3D dosimetry in patients with early breast cancer undergoing Intraoperative Avidination for Radionuclide Therapy (IART) combined with external beam radiation therapy.
PURPOSE: Intraoperative Avidination for Radionuclide Therapy (IART) is a novel targeted radionuclide therapy recently used in patients with early breast cancer. It is a radionuclide approach with (90)Y-biotin combined with external beam radiotherapy (EBRT) to release a boost of radiation in the tumour bed. Two previous clinical trials using dosimetry based on the calculation of mean absorbed dose values with the hypothesis of uniform activity distribution (MIRD 16 method) assessed the feasibility and safety of IART. In the present retrospective study, a voxel dosimetry analysis was performed to investigate heterogeneity in distribution of the absorbed dose. The aim of this work was to compare dosimetric and radiobiological evaluations derived from average absorbed dose vs. voxel absorbed dose approaches.

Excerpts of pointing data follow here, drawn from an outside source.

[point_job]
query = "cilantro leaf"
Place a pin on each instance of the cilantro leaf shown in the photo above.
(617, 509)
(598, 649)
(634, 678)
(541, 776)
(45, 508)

METHODS: We evaluated 14 patients who were injected with avidin into the tumour bed after conservative surgery and 1 day later received an intravenous injection of 3.7 GBq of (90)Y-biotin (together with 185 MBq (111)In-biotin for imaging). Sequential images were used to estimate the absorbed dose in the target region according to the standard dosimetry method (SDM) and the voxel dosimetry method (VDM). The biologically effective dose (BED) distribution was also evaluated. Dose/volume and BED volume histograms were generated to derive equivalent uniform BED (EUBED) and equivalent uniform dose (EUD) values.
RESULTS: No "cold spots" were highlighted by voxel dosimetry. The median absorbed-dose in the target region was 20 Gy (range 15-27 Gy) by SDM, and the median EUD was 20.4 Gy (range 16.5-29.4 Gy) by the VDM; SDM and VDM estimates differed by about 6 %. The EUD/mean voxel absorbed dose ratio was >0.9 in all patients, indicative of acceptable uniformity in the target. The median BED and EUBED values were 21.8 Gy (range 15.9-29.3 Gy) and 22.8 Gy (range 17.3-31.8 Gy), respectively.
CONCLUSION: VDM highlighted the absence of significant heterogeneity in absorbed dose in the target. The EUD/mean absorbed dose ratio indicated a biological efficacy comparable to that of uniform distribution of absorbed dose. The VDM is recommended for improving accuracy, taking into account actual activity distribution in the target region. The radiobiological model applied allowed us to compare the effects of IART® with those of EBRT and to match the two irradiation modalities.